Esquire Singapore

leaving afghanistan behind

Few wars get clean ends. Some here in America may want that small grace for Afghanistan as surely as some there deserve it, but in this way, war’s like life. Being deserving just makes you a target.

It began clean enough. The US invaded in the weeks after 9/11, at George W Bush’s behest, to dismantle and destroy Al Qaeda who’d attacked us. We sought something between justice and vengeance. Once the terrorist group and its Taliban enablers had been defeated, we stayed. Once Osama bin Laden was killed, in neighbouring Pakistan, we stayed. We stayed and we stayed and we stayed.

We stayed for democracy at one point, human rights at another. To nation-build, if you believed in counterinsurgency, or to ‘mow the grass’—a euphemism for killing terrorists that admits doing so will produce more—if you favoured counterterrorism.

Somewhere along the way, the war lost public interest and support. Those matter in a republic, though one could be forgiven for getting lulled into thinking otherwise the past 20 years. The war’s justification became the war’s existence itself, and that’s a twisted reason to keep killing people in the name of country, as well as risking the lives of our own.

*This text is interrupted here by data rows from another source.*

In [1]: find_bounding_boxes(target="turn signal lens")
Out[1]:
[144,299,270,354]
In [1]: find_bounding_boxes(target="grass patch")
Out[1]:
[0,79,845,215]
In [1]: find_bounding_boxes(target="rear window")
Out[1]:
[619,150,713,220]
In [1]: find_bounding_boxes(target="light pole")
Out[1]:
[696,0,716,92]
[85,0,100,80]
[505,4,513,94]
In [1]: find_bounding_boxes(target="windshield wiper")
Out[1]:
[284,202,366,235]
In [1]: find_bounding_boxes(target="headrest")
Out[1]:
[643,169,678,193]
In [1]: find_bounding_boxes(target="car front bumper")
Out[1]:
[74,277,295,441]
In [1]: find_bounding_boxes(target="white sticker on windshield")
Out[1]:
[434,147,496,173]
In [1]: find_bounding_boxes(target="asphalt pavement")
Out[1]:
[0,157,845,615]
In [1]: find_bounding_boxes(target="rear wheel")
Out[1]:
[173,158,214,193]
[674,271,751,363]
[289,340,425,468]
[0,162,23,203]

A ghoul of a question hovered over the rapid Taliban advancement in the summer of 2021: How? How had two decades of blood and treasure left a porous apparatus either unwilling or unable to defend itself? US personnel had tried to build the Afghan security forces in our own image, with a national army and special operations and a core belief that the military can and should do more than engage the enemy on battlefields.

The hubris of it all. In our own image. Hold up a mirror and you may not like what you see.

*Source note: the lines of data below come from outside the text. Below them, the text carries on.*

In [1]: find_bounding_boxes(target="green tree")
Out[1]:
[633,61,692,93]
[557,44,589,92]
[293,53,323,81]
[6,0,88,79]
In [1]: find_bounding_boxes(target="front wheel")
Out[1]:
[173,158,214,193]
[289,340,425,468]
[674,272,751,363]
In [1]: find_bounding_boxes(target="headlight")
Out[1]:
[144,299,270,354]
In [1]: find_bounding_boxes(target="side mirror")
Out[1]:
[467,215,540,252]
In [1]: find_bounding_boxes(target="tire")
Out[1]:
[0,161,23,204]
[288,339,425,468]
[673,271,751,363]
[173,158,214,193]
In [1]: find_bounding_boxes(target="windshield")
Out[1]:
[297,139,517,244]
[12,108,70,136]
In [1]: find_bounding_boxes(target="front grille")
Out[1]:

Even in this shared defeat, we want—we seem to need—to make it about us. So big-brained pontificators and TV squawkers made grand declarations about the ugly withdrawal marking our late- imperial decline. The tail of the American Century, the death knell of star-spangled exceptionalism. The end of something, certainly, and the end of something demands hysterics.

Sometimes, though, tragedy is just tragedy. Sometimes meaning is only more noise.

A tragedy’s coda: 13 American service members and more than 170 Afghan civilians were killed in the 26 August suicide bombing at Kabul’s airport. It’s the bleakest of ironies that those troops who died did so with a moral purpose not seen in the war for some years. They died trying to shepherd strangers to safety 20-year-old Marines among the final casualties of a war their same age.

The Afghanistan war’s end was brought about by a commander- in-chief who took seriously his pledge to do so. He’s a military father, and that may have made the difference. Joe Biden faced down a lot of entrenched institutional forces to follow through, and future historians should credit him that resolve. America’s broader ‘forever war’ continues, but who knows what the Afghanistan withdrawal augurs. Nothing lasts forever, not even forever wars.

Did it have to end like this, though? With allies braving Taliban checkpoints and desperate mobs for the mere chance to get on an airplane? With US Marines and paratroopers holding the line, gripping cocked rifles in one hand and reaching for Afghan babies with the other, all under the constant threat of another bombing?

It did not. Anyone who says differently has bought a political lie or is selling the same. We have our eyes and basic sense, if we’re willing to use them. One hard truth is that no matter what, some allies would’ve been left behind. Another is that the logistical marvel of evacuating more than 120,000 people in a month’s time does not atone for the lack of planning that necessitated the feat.